While saying real estate prices are “going down right now,” Agent said property taxes and land values don’t always slide on the same scale.

“Simply put, it depends on what the appraisal was four years ago on the property,” Agent said.

In Warren County, reappraisals of one-fourth of parcels are conducted annually. Because property values overall have been rising, so have property taxes on those parcels — even without city, county or school officials increasing rates of taxation. For example, this year new properties on the tax rolls and higher assessments are adding about $800,000 to school revenue.

On homestead property, the discount program available to a property owner’s main residence, parcels are assessed at 10 percent of the true value. On other property, including commercial, agricultural and rental, it is assessed at 15 percent. Property held by public utilities are assessed at 30 percent. Tax bills in Warren County result from multiplying that figure by the millage rate, currently 83.94 mills. Including city and school taxes, mills total 119.82.

Agent said if appraisals were about equal with market values the last time a sector of the county was reappraised, actual value may go down.

“It all depends on four years ago,” Agent said, adding areas around Porters Chapel Road extending southeast to Lee Road have seen the most high-dollar home sales.
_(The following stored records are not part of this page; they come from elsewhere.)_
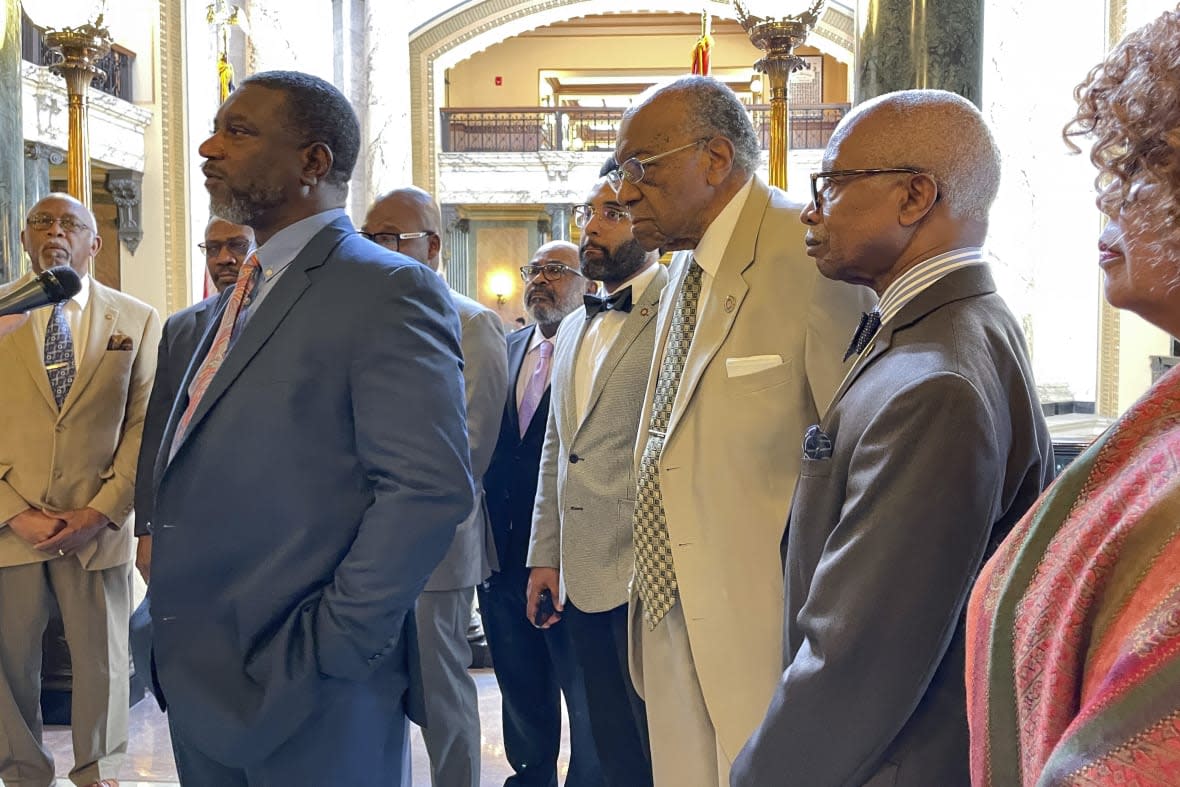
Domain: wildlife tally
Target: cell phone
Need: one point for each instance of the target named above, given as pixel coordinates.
(544, 609)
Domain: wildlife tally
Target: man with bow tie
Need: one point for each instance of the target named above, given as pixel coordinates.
(581, 549)
(935, 445)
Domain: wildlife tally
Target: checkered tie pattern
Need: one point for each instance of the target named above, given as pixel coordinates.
(654, 570)
(59, 361)
(247, 279)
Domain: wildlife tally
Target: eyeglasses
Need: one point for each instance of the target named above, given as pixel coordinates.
(583, 214)
(552, 271)
(633, 168)
(821, 181)
(393, 240)
(67, 223)
(237, 247)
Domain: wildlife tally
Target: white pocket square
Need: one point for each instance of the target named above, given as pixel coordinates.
(740, 367)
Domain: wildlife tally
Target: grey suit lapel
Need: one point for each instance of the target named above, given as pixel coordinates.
(728, 290)
(955, 286)
(643, 312)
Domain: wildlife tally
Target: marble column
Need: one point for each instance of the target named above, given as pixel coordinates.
(558, 222)
(919, 44)
(12, 153)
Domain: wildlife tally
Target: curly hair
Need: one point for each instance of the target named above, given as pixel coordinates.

“Areas there like Audubon Hills, Turning Leaf have had a lot of sales turnover,” Agent said.

A majority of those areas’ parcels were included in the 7,000 or so reappraisals for 2007, a zone covering just north of downtown south to Warrenton Heights off U.S. 61 South and east to East Clay and Mississippi 27.

This year, the Tax Assessor’s Office will reappraise eastward from there, along U.S. 80 and further southeast into the county.

Total values from the 341,674 acres of land assessed in 2007 reached $293,814,841. Personal property such as homes and mobile residences were assessed at $196,830,528, up about 4.5 percent in the past year.

Those with properties valued at $75,000 or less must file for homestead exemption in order to receive it — a total that has stayed relatively constant in recent years.

Tallies show 11,359 filed for the break in 2007, including 3,753 exemptions granted to homeowners older than 65. In 2006, 11,443 filed for the exemption.

Agent said Warren County’s total millage compares favorably to surrounding counties, citing as examples Hinds County at 172.14, Yazoo County at 185.34, Issaquena County at 144.5 and Madison County at 119.78.

Claiborne County’s millage of 107.95 is blunted by revenue supplied by Grand Gulf Nuclear Power Station, Agent said.

As for assessment practices overall, one seen by many as taking into greater account what happens around a property rather than with it, Agent said the sampling-like methods will continue to be used to set property taxes.

“We see what (adjacent properties) are selling for. We hear both sides of the coin,” Agent said.

Agent, 61, has worked 43 years in county government, including nearly 17 years as deputy tax assessor. He ran for assessor in 1999, finishing third with 22 percent in a race. Tax Assessor Richard Holland was re-elected to a fourth term in November, receiving 64 percent of the vote.